Wembley, the Red Arrows, fireworks and an “Olympic-style” welcome. All this for Narendra Modi, a man who, from 2002-2012, was barred from the UK for human rights abuses. So how do we explain such a turnaround?
The official reason that the ban on Modi was lifted in 2012 was that he had been legally exonerated from any wrong-doing in an anti-Muslim pogrom in Gujarat that left more than 1,000 people dead. But with Modi in 2012 already expected to become prime minister of one of the world’s great emerging powers, there were clearly other considerations at play.
One unnamed British official in Delhi conceded to The Guardian that lifting the ban would “broaden and advance commercial interests” . There were, the official warned, “opportunity costs to not engaging”.
As the theme of the reception – “Two Great Nations. One Glorious Future” – implies, Modi has clearly been completely rehabilitated in Britain’s official eyes. The rhetoric helps to erase the memory of violence which has followed Modi’s career and which has left a troubling legacy, as testified by the horrific acts of violence perpetrated against Muslims and other marginal groups in India by supporters of Modi’s Bharatiya Janata Party, the BJP. This has continued since the BJP took power last year and Modi has done nothing to halt or condemn them.
Of course, violence in India is not an unfamiliar concept to Modi’s hosts. And in order to truly understand the reason for his rehabilitation in the UK we need to consider not only Modi’s inglorious past, but Britain’s.
Framing India and Britain simply as two great nations with a “glorious future” conveniently sidesteps the fact that Britain conquered and then colonised the Indian subcontinent; a colonisation that depended on violence. The exoneration of Modi and his celebratory visit to the UK reveal less about the ways in which Modi has managed to reinvent his past than they do about the way Britain has.
Rogue state
In fact, Britain has skilfully employed the same style of rhetoric to silence the violence of its colonial past.

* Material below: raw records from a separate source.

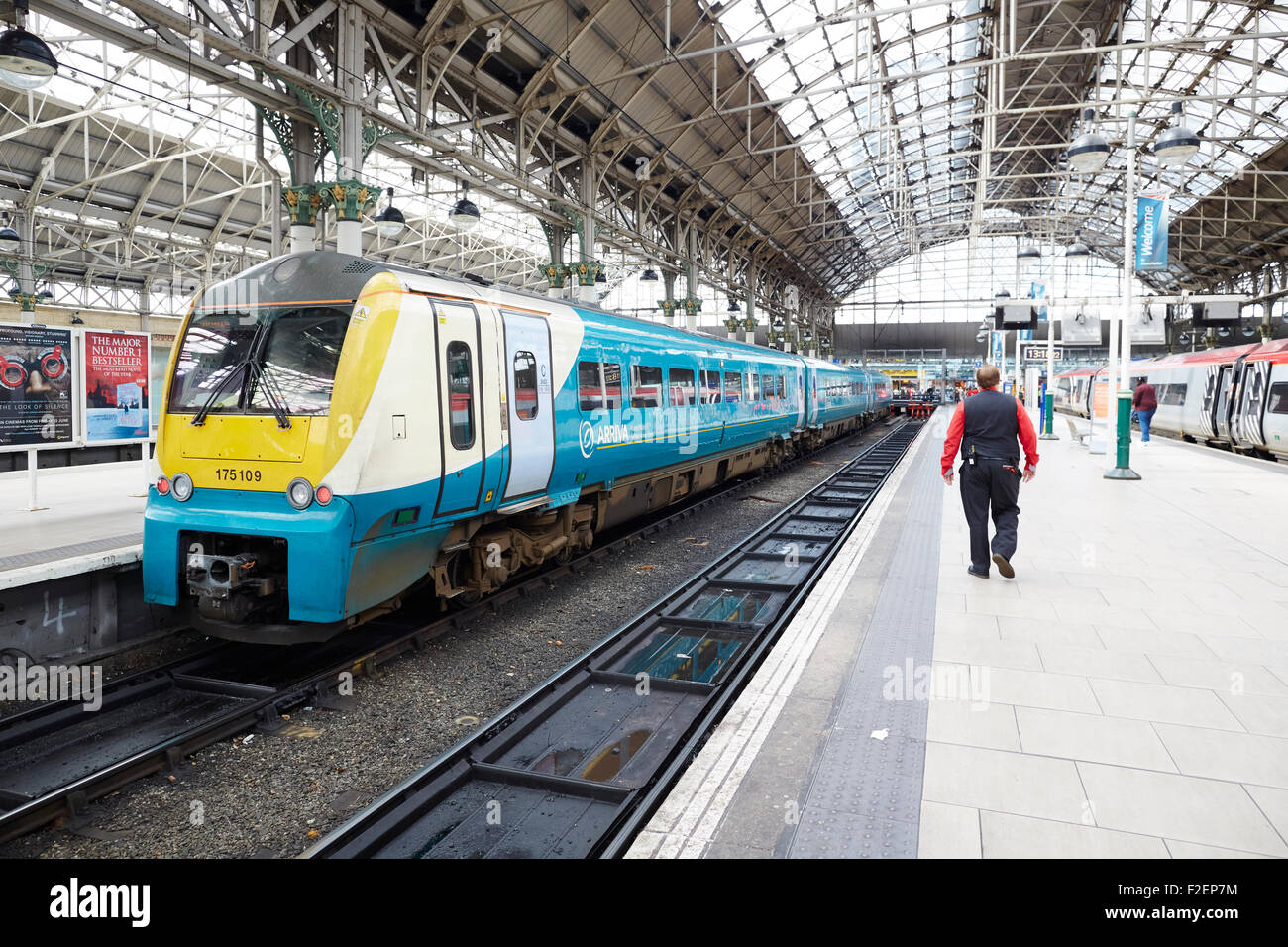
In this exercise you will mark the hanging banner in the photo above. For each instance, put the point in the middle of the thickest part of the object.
(116, 386)
(1150, 232)
(35, 386)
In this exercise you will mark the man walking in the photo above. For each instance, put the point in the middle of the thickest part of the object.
(1144, 402)
(986, 428)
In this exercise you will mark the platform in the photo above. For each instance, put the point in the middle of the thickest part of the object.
(1125, 696)
(91, 517)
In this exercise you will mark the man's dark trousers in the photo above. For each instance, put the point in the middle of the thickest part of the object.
(991, 483)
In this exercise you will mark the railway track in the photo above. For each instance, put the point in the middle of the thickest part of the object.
(576, 767)
(55, 758)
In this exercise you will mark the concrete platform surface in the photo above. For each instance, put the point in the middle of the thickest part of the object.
(1126, 694)
(90, 515)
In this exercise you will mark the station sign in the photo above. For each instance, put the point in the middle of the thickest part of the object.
(116, 386)
(1037, 354)
(37, 392)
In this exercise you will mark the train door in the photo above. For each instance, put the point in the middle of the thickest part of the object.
(459, 392)
(1225, 388)
(1214, 381)
(800, 397)
(1245, 414)
(531, 410)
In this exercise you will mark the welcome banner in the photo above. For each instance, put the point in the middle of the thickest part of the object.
(1150, 234)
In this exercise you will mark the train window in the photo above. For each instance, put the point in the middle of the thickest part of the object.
(709, 386)
(733, 385)
(590, 386)
(612, 385)
(460, 388)
(1278, 403)
(682, 386)
(645, 385)
(524, 385)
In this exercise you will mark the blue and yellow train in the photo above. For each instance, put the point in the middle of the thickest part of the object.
(339, 432)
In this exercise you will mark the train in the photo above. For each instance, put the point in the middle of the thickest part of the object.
(1234, 397)
(338, 432)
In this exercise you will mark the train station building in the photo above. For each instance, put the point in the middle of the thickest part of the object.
(454, 428)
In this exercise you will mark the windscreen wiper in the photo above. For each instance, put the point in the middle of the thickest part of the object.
(200, 418)
(274, 399)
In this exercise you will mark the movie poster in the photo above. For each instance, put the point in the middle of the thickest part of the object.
(116, 386)
(35, 385)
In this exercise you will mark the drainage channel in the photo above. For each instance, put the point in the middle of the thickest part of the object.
(576, 767)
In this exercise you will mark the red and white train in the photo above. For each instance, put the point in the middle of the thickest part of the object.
(1233, 397)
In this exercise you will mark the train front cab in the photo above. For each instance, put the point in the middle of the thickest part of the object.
(303, 442)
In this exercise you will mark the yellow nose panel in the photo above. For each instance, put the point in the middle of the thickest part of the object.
(241, 437)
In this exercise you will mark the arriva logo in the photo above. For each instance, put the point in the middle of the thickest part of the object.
(592, 437)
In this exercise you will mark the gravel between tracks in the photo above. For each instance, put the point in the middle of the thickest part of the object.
(262, 795)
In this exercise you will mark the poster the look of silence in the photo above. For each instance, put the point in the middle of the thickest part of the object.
(35, 385)
(116, 386)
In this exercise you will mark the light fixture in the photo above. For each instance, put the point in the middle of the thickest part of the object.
(464, 214)
(180, 487)
(1089, 151)
(1176, 145)
(299, 492)
(390, 221)
(1077, 248)
(9, 239)
(26, 60)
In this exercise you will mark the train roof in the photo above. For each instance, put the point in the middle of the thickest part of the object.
(1274, 351)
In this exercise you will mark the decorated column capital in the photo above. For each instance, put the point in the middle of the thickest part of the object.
(587, 270)
(303, 202)
(349, 197)
(554, 273)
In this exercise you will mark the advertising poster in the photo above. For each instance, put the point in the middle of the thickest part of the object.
(35, 386)
(116, 386)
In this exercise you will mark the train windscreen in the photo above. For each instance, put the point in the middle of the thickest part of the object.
(248, 363)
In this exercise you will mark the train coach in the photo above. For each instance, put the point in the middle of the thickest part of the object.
(1233, 397)
(338, 432)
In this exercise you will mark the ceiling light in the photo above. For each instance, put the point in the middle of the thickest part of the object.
(26, 60)
(464, 214)
(390, 221)
(1177, 145)
(1089, 151)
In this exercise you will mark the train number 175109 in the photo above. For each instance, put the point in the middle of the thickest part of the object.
(226, 474)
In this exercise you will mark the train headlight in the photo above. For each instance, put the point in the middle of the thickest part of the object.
(180, 487)
(300, 493)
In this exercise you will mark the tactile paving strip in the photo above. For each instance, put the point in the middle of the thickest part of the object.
(44, 556)
(864, 796)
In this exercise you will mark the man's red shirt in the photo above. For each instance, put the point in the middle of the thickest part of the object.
(957, 425)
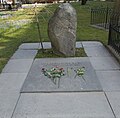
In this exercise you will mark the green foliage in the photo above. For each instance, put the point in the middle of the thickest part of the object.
(13, 36)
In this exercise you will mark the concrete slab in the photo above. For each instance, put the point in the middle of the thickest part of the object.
(18, 66)
(91, 43)
(37, 82)
(104, 63)
(79, 44)
(110, 80)
(24, 54)
(114, 99)
(63, 105)
(10, 84)
(46, 45)
(97, 51)
(29, 46)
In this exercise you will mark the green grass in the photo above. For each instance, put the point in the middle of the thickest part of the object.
(49, 53)
(12, 37)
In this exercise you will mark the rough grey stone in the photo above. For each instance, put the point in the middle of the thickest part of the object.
(18, 66)
(104, 63)
(97, 51)
(10, 85)
(37, 82)
(63, 105)
(110, 80)
(24, 54)
(62, 30)
(114, 99)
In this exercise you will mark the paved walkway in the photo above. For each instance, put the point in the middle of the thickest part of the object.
(14, 104)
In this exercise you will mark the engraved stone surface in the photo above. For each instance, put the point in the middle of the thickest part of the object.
(62, 30)
(36, 81)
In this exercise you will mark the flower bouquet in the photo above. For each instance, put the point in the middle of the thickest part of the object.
(54, 73)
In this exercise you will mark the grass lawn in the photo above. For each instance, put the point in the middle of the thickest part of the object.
(15, 33)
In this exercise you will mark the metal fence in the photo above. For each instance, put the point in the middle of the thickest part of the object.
(114, 32)
(101, 17)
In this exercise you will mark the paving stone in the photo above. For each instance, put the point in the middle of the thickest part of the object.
(18, 66)
(97, 51)
(104, 63)
(46, 45)
(114, 99)
(63, 105)
(24, 54)
(79, 44)
(29, 46)
(37, 82)
(10, 84)
(91, 43)
(110, 80)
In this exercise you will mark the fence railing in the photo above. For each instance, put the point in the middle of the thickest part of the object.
(114, 32)
(101, 17)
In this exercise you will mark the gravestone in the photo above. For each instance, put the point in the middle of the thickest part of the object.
(62, 30)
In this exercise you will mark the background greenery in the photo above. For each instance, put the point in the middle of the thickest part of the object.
(13, 36)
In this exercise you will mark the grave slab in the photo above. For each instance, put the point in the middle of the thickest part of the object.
(114, 99)
(10, 85)
(29, 46)
(79, 44)
(24, 54)
(63, 105)
(110, 80)
(36, 81)
(18, 66)
(91, 43)
(46, 45)
(104, 63)
(97, 51)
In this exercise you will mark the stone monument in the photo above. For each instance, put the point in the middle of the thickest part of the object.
(62, 30)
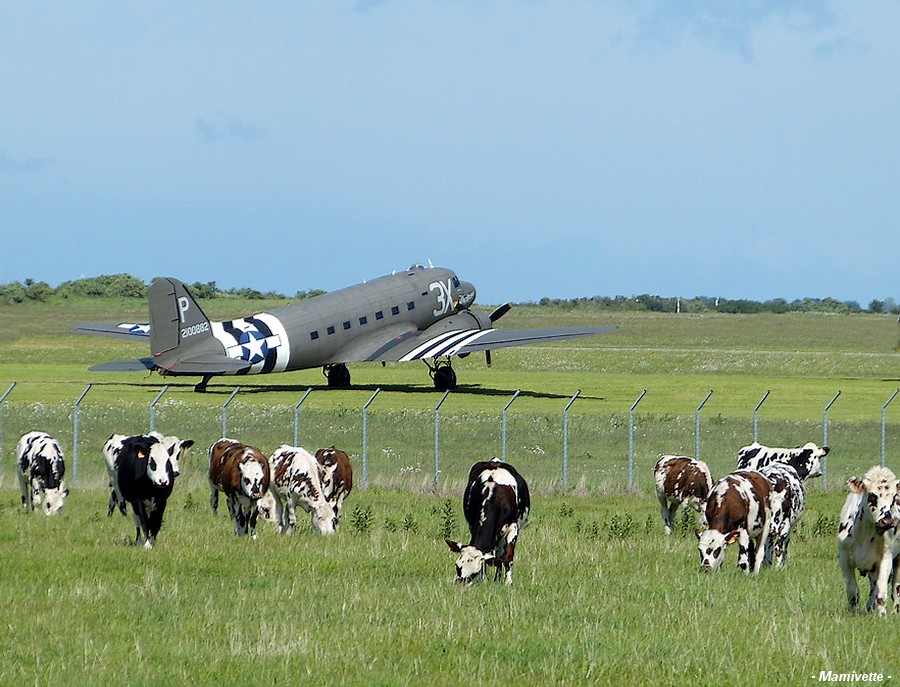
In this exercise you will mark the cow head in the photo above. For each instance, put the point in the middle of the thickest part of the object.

Crucially, that has seen the responsibility for endemic, systemic violence transitioned onto what English professor Purnima Bose refers to as “rogue colonial individuals”.
A rogue colonial individual is an official who is essentially criminalised for engaging in excessive brutality against “natives” as a means of distancing the colonial regime from its violence. Bose uses the example of General Reginald Dyer and the Amritsar massacre to illustrate how this process works.
On April 13, 1919, Dyer ordered his soldiers to fire on an unarmed crowd of between 10,000 and 20,000 unarmed people who had gathered in an enclosed compound known as Jallianwala Bagh, in the Punjabi city of Amritsar. They were holding a protest meeting against the Rowlatt Act, which allowed for detention without trial.
Dyer gave no warning before his troops began firing a hail of bullets that lasted ten minutes which only ceased when they ran out of ammunition. Carnage followed and, according to one estimate, there was a death toll of more than a thousand people, with 1,200 others wounded.
Convenient silence
In India, Dyer rapidly acquired the epithet “the Butcher of Amritsar”. The main political organ of anti-colonial opposition in India, the Indian National Congress, referred to him in its report on the massacre as “depraved” and his actions a “crime against humanity”.
In Britain reaction to Dyer’s actions was mixed. For supporters, such as Rudyard Kipling, Dyer was “the man who saved India” by staving off a rebellion, even though the official investigation into the massacre concluded there were no signs of this erupting. Opponents, on the other hand, regarded Dyer’s behaviour as barbaric, exceptional and aberrant. The secretary of state for India, Edwin Montagu, even accused Dyer of operating under a “doctrine of terrorism”.
But in rendering colonial violence as something anomalous, perpetrated by a rogue individual in a random act, rather than a central element of colonial rule, such rhetoric served ultimately to erase the endemic nature of colonial violence. It usefully obscured the reality, as one critic observed in the parliamentary debates on Dyer, that Britain held India “by force – undoubtedly by force”. Dyer’s actions were the physical manifestation of the threat of violence which underscored colonial rule.
We can also view Modi as a “rogue individual”. Or, significantly, as a “rogue post-colonial individual”, whose behaviour had been singled out by the British government for its violation of civilised norms. But unlike Dyer, Modi is the central figure in the commercial and political interests now at play between India and the UK. While “the Butcher of Amritsar” was a useful device to draw a veil over endemic colonial violence, it now serves Britain to rehabilitate Modi, and draw a veil over systemic post-colonial violence too. Modi’s rehabilitation is simply another useful act of silencing.